Immigrazione, don Domenico: «non si può distinguere tra i poveri»

In occasione della Giornata Mondiale dei Poveri, celebrata nella giornata di ieri nella chiesa reatina di San Domenico, mons Pompili ha idealmente ripreso il discorso sul fenomeno dell’immigrazione avviato nel giorno di san Francesco. «Situazioni – diceva il vescovo il 4 ottobre – che vanno affrontate con realismo e senso della misura, ma senza girare le spalle ai ‘poveri cristi’ che vediamo vagare in città. Sapendo che tale fenomeno non è breve né transitorio, ma invita a rivedere il nostro modello di società».

«Ciò che viene rimproverato al servo fannullone è la mancanza del rischio, la tendenza al quieto vivere che ci fa perdere le occasioni che la storia ci riserva». È stato chiaro il vescovo Domenico commentando la parabola “dei talenti” di fronte ai fedeli, ai volontari, agli operatori delle diverse realtà impegnate nel settore pastorale della Carità, che si sono riuniti domenica 19 novembre nella chiesa reatina di San Domenico per partecipare alla messa celebrata in occasione della Giornata Mondiale dei Poveri: «la scelta è tra rifugiarci pigramente nel passato o essere audaci rispetto a quello che ci attende».

Come a dire che la tensione concreta e laboriosa verso l’altro che deve distinguere il cristiano non può fermarsi davanti alle difficoltà, pure quando sembrano insormontabili. Altrimenti ci si espone al rischio della “retrotropia”, individuato nel suo libro-testamento da Zygmunt Bauman, che con questa formula individua la mentalità e l’atteggiamento pubblico che vogliono le speranze di miglioramento prima riposte nel futuro, per quanto incerto e inaffidabile, nuovamente reimpiegate sul vago ricordo di un passato apprezzato per la sua presunta stabilità e affidabilità.

In un tempo che vive la delusione lasciata da grandi utopie che si proponevano di fare piazza pulita di tutto, don Domenico ha esortato a «non volgerci semplicemente verso il passato solo perché ci sembra più rassicurante rispetto a un futuro ispido e insidioso». La questione che dobbiamo affrontare è proprio il tempo che abbiamo davanti, per quanto complicato possa sembrare.

«Pensiamo alla questione degli immigrati» ha esemplificato il vescovo: «non possiamo cavarcela né con un sì affrettato, né con un no insolente. È una grande questione che non finisce sotto gli slogan della prossima campagna elettorale, ma ha a che fare con la nostra vita quotidiana, con il nostro centro storico spopolato e abitato da altri». Difficile fornire risposte rimpiangendo il passato: meglio adottare un atteggiamento «audace e creativo rispetto a quello che sta accadendo». «A noi cristiani – ha concluso don Domenico – non è permesso privatizzare il tempo futuro, facendo in modo che ci siamo noi da una parte e loro dall’altra.

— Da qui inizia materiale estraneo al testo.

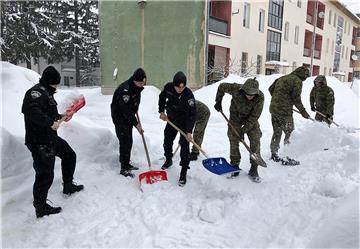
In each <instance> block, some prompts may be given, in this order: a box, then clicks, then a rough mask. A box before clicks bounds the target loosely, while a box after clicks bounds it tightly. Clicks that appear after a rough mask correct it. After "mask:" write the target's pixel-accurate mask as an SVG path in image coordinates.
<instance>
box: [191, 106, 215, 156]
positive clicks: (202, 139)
mask: <svg viewBox="0 0 360 249" xmlns="http://www.w3.org/2000/svg"><path fill="white" fill-rule="evenodd" d="M209 118H210V112H203V113H201V114H200V115H199V116H198V117H197V119H196V122H195V128H194V132H193V138H194V142H195V143H197V144H198V145H199V146H200V147H201V144H202V141H203V139H204V134H205V129H206V126H207V123H208V121H209ZM191 153H194V154H199V150H198V149H197V148H196V147H195V146H194V145H193V146H192V149H191Z"/></svg>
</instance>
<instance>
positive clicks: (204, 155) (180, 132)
mask: <svg viewBox="0 0 360 249" xmlns="http://www.w3.org/2000/svg"><path fill="white" fill-rule="evenodd" d="M166 122H168V123H169V124H170V125H171V126H172V127H173V128H174V129H175V130H177V131H178V132H180V134H181V135H183V136H184V137H186V134H185V132H183V131H182V130H180V128H179V127H177V126H176V125H175V124H174V123H173V122H171V121H170V120H169V119H167V120H166ZM190 142H191V143H193V144H194V145H195V147H196V148H197V149H198V150H199V151H200V152H201V153H202V154H203V155H204V156H205V157H206V158H209V157H208V156H207V154H206V152H205V151H203V149H201V147H200V146H199V145H198V144H197V143H195V142H194V140H191V141H190Z"/></svg>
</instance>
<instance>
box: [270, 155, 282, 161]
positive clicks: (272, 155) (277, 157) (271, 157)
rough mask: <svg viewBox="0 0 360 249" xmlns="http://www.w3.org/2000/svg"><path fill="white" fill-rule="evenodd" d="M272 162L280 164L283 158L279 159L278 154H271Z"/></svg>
mask: <svg viewBox="0 0 360 249" xmlns="http://www.w3.org/2000/svg"><path fill="white" fill-rule="evenodd" d="M271 160H273V161H275V162H280V161H281V158H280V157H279V155H278V154H277V153H271Z"/></svg>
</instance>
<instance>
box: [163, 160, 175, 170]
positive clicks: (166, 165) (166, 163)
mask: <svg viewBox="0 0 360 249" xmlns="http://www.w3.org/2000/svg"><path fill="white" fill-rule="evenodd" d="M171 165H172V159H171V158H166V160H165V163H164V164H163V166H161V169H162V170H165V169H168V168H170V166H171Z"/></svg>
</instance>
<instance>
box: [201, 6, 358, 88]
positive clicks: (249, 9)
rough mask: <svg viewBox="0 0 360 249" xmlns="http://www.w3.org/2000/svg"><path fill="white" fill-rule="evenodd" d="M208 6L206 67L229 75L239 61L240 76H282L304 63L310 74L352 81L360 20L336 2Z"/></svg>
mask: <svg viewBox="0 0 360 249" xmlns="http://www.w3.org/2000/svg"><path fill="white" fill-rule="evenodd" d="M208 7H209V32H208V33H209V34H208V67H209V68H211V67H214V68H221V66H222V67H223V68H226V69H227V72H230V73H231V72H238V71H239V70H238V69H237V66H239V64H240V68H241V70H240V72H241V73H243V75H246V74H247V73H250V74H254V70H255V71H256V73H257V74H264V73H265V74H272V73H277V72H278V73H284V74H285V73H289V72H291V71H292V70H293V69H295V68H296V67H298V66H301V65H306V66H308V67H309V68H310V69H311V71H312V74H313V75H318V74H324V75H333V76H336V77H338V78H339V79H340V80H342V81H351V80H352V77H353V68H354V64H355V63H354V61H353V60H352V58H351V55H352V54H354V53H355V52H356V51H359V49H356V47H355V41H356V36H357V32H356V31H357V29H358V27H359V24H360V20H359V18H358V17H357V16H355V15H354V14H352V13H351V12H350V11H349V10H347V9H346V8H345V7H344V6H343V5H342V4H340V3H339V2H338V1H318V0H316V1H300V0H269V1H249V0H247V1H243V0H241V1H210V3H209V5H208ZM314 34H315V35H314ZM236 62H239V63H236ZM216 77H217V75H216V74H210V77H209V81H212V80H216Z"/></svg>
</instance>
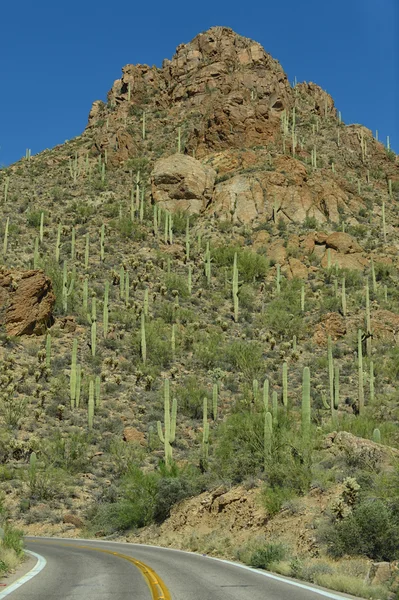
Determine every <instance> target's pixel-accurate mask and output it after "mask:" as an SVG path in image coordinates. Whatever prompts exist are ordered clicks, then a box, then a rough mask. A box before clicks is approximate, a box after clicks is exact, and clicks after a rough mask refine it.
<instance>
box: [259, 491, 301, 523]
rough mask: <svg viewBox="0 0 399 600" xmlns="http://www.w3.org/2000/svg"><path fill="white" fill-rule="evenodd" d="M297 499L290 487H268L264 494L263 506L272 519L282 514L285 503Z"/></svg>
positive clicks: (264, 492) (262, 493)
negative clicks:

Il tempo che viviamo riguarda tutti e l’invito che viene dal Vangelo è quello di sfruttare al massimo il talento che ci è dato cercando di trovare risposta a queste domande che non ci abbandonano e che dovremo insieme cercare di fronteggiare». È al di là «della paura e dell’accidia», che si apre «una strada percorribile per tutti, senza distinguere tra i poveri».